Die Kinozukunft der Puppenschau
Bislang wurden neben Kalif Storch des Marionettentheaters Bad Tölz zwei weitere Puppentheaterstücke auf dieselbe Weise aber mit anderen Theaterhäusern als Film umgesetzt. Siebenschön vom Figurentheater “Die roten Finger“ wurde bereits im April 2011 gedreht und bedient sich im Gegensatz zu den Marionetten von Kalif Storch der Stabpuppentechnik. Dieser Film befindet sich noch in Postproduktion – in großer Erwartung wie Kalif Storch beim Publikum ankommen wird. Denn dieser dürfte entscheidend sein, ob und wie mit den anderen Filmen der Puppenschau-Reihe verfahren wird. Die dritte Filmumsetzung bildet Der U(h)rwald tickt nicht richtig von dem Eckerken-Theater Salzhausen, die Handpuppen in den Mittelpunkt stellt. Gedreht wurde der Film im Oktober 2012 und befindet sich ebenfalls in der Nachbearbeitung.
Über den Sinn und Zweck
Es stellt sich natürlich die Frage, wie sinnvoll eine solche cineastische Nachahmung von Puppenspielaufführung ist oder ob man als Eltern nicht lieber eine echte Theateraufführung besuchen sollte (was auch die Filmemacher mit Sicherheit bejaen würden). Denn trotz der aufwändigen und gut gemeinten Vorsätze, bleibt auch dem besten und optimiertesten 3D-Erlebnis eine große Stärke echter Aufführungen vorenthalten: Die Interaktion der Puppenspieler mit den Zuschauern, was besonders den pädagogischen Wert immens steigert. Die Frage, ob Kleinkinder bereits mit 3D-Kino in Berührung kommen sollten, ist nochmals ein ganz anderes Thema.

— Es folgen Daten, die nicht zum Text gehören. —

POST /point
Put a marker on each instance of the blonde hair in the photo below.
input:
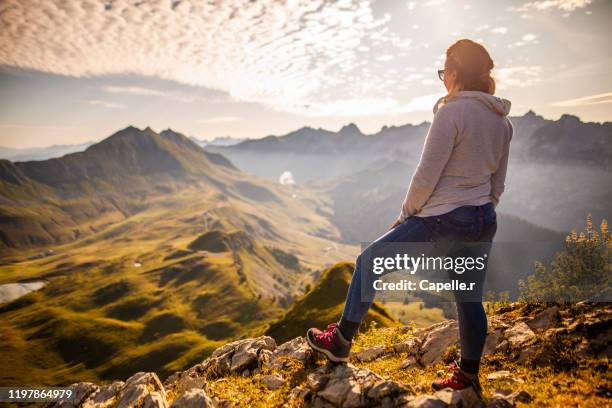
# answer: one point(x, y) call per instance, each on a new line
point(473, 65)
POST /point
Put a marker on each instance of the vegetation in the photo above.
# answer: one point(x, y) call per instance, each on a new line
point(322, 305)
point(582, 271)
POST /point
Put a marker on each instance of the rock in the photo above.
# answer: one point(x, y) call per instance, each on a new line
point(544, 319)
point(437, 341)
point(465, 398)
point(138, 387)
point(512, 397)
point(498, 375)
point(491, 342)
point(345, 385)
point(273, 381)
point(410, 362)
point(133, 396)
point(194, 398)
point(298, 395)
point(520, 396)
point(246, 354)
point(105, 396)
point(502, 347)
point(369, 354)
point(336, 390)
point(426, 401)
point(296, 349)
point(499, 403)
point(238, 356)
point(180, 382)
point(410, 346)
point(81, 392)
point(154, 400)
point(519, 335)
point(527, 354)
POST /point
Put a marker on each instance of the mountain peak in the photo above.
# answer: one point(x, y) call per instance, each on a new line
point(532, 115)
point(351, 128)
point(568, 118)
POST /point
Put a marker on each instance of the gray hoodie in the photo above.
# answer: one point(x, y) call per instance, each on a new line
point(465, 155)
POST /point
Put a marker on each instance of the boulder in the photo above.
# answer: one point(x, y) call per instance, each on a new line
point(544, 319)
point(491, 342)
point(498, 375)
point(138, 387)
point(347, 386)
point(105, 397)
point(81, 392)
point(437, 341)
point(369, 354)
point(466, 398)
point(154, 400)
point(410, 346)
point(272, 381)
point(238, 356)
point(194, 398)
point(410, 362)
point(519, 335)
point(426, 401)
point(296, 350)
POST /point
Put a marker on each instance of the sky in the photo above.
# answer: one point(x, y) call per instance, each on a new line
point(75, 71)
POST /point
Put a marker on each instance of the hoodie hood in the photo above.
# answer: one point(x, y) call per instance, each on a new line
point(498, 105)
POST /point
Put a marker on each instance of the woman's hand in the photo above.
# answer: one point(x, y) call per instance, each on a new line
point(395, 224)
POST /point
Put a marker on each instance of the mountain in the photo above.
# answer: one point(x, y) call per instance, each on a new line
point(219, 141)
point(56, 200)
point(41, 153)
point(153, 253)
point(322, 305)
point(558, 169)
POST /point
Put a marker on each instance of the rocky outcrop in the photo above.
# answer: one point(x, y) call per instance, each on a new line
point(523, 333)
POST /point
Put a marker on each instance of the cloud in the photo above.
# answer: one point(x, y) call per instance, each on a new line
point(525, 40)
point(285, 55)
point(106, 104)
point(286, 178)
point(500, 30)
point(420, 103)
point(517, 77)
point(565, 5)
point(140, 91)
point(586, 100)
point(219, 119)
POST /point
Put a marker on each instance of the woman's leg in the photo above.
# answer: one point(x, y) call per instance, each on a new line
point(361, 290)
point(472, 334)
point(471, 315)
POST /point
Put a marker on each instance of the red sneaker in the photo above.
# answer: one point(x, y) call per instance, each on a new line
point(457, 379)
point(329, 342)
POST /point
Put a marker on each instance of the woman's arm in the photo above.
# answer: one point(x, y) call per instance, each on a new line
point(499, 177)
point(438, 147)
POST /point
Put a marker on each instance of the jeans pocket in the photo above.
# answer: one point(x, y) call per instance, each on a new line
point(459, 220)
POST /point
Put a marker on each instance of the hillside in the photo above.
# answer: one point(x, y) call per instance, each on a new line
point(152, 253)
point(322, 305)
point(535, 356)
point(569, 157)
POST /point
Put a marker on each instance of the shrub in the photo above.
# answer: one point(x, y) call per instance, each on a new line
point(581, 271)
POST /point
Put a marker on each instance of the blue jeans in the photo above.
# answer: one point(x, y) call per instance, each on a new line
point(465, 224)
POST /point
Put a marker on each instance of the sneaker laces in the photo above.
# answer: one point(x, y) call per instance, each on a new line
point(327, 336)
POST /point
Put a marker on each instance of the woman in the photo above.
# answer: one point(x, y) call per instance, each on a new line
point(452, 196)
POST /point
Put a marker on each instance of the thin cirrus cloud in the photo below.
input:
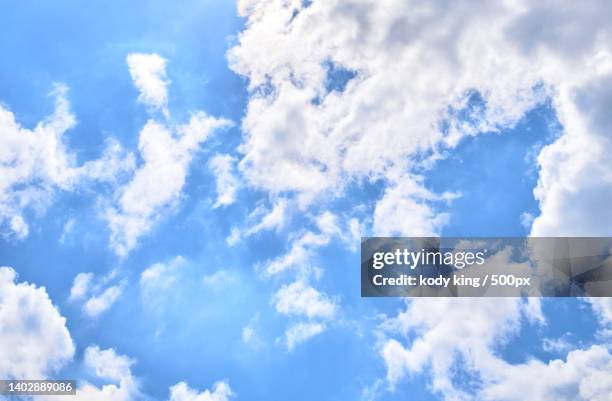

Dem gegenüber steht die unsichere Zukunft des traditionellen Puppenspiels. Wie die Macher selbst zugeben, werden sie auch von einem archivarischen Gedanke geleitet. Paul Stutenbäumer dazu: ” Wir wissen nicht, wie lange sich das Puppenspiel gegenüber der heutigen Konkurrenz in der Medienwelt behaupten kann. Zum Beispiel gab es in der DDR ein sehr starkes Puppenspiel, das nach der Wende zum großen Teil verloren gegangen ist. Und auch die Puppentheater in den westdeutschen Städten haben es sehr schwer, allein dadurch, dass die Puppentheater häufig in den Stadtzentren liegen.”
Auch wenn das Puppenspiel als Kunstform in absehbarer Zeit nicht aussterben wird, so scheinen die Ängste nicht unbegründet. Man sollte diese Filme als Ergänzung zu den herkömmlichen Puppentheatern betrachten und nicht als Ersatz für diese traditionsreiche Form der Animation. Puppen faszinieren Kinder bis heute und es liegt nicht zuletzt in den Händen der Eltern, ob auch in Zukunft Platz für Puppen sein wird. Die Puppenschau leistet ihren Beitrag, um diese zwar antiquierte, konservatorische aber nicht minder liebenswerte Kunstform auf moderne Weise wieder ins Bewusstsein der Menschen zu rücken.